Take any open set $X \subset \mathbb{R}^{m_1}$. Since $X$ is open, for any point $p \in X$, there is an open ball $\mathrm{B}(p, \delta) \subset X$ centered at $p$ with radius $\delta$. We have $\mathrm{B}(p, \delta) \times \mathbb{R}^{m_2} \subset X \times \mathbb{R}^{m_2}$. Let $q \in \mathbb{R}^{m_2}$ and let $\mathrm{B}((p, q), \delta)$ be the open ball centered at $(p, q)$ with radius $\delta$. Clearly:

$$ \mathrm{B}(p, \delta) \times \mathbb{R}^{m_2} \subset X \times \mathbb{R}^{m_2} $$

We claim that:

$$ \mathrm{B}((p, q), \delta) \subset \mathrm{B}(p, \delta) \times \mathbb{R}^{m_2} $$

Let $x \in \mathrm{B}((p, q), \delta)$. Let $x_1$ be the point in $\mathbb{R}^{m_1}$ consisting of the first $m_1$ components of $x$. We have $d((p, q), x) < \delta$. By using the definition of the Euclidean distance, this forces $d(p, x_1) < \delta$ too.

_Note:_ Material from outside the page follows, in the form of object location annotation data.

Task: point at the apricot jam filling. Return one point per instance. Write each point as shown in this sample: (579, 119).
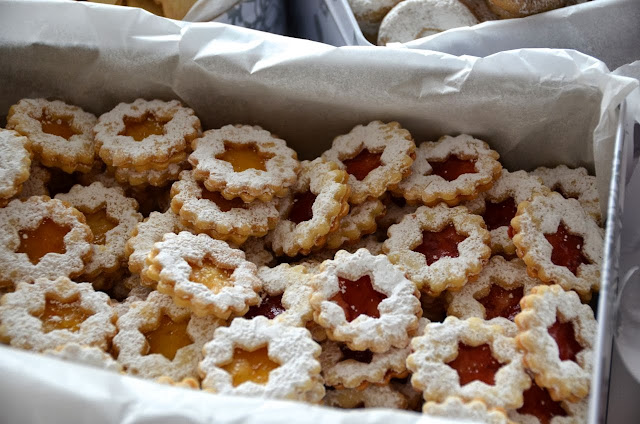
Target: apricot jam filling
(243, 157)
(475, 363)
(358, 297)
(302, 208)
(502, 302)
(440, 244)
(168, 337)
(100, 224)
(538, 402)
(48, 237)
(364, 356)
(217, 198)
(58, 315)
(270, 307)
(57, 125)
(362, 164)
(211, 276)
(500, 214)
(564, 335)
(451, 168)
(143, 127)
(567, 249)
(252, 366)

It follows that $x \in \mathrm{B}(p, \delta) \times \mathbb{R}^{m_2}$ as claimed.

Now we have:

$$ \mathrm{B}((p, q), \delta) \subset \mathrm{B}(p, \delta) \times \mathbb{R}^{m_2} \subset X \times \mathbb{R}^{m_2} $$

Since $p$ and $q$ are arbitrary points, it follows that $X \times \mathbb{R}^{m_2}$ is open.

For the closed set, consider the open complement as you suggested.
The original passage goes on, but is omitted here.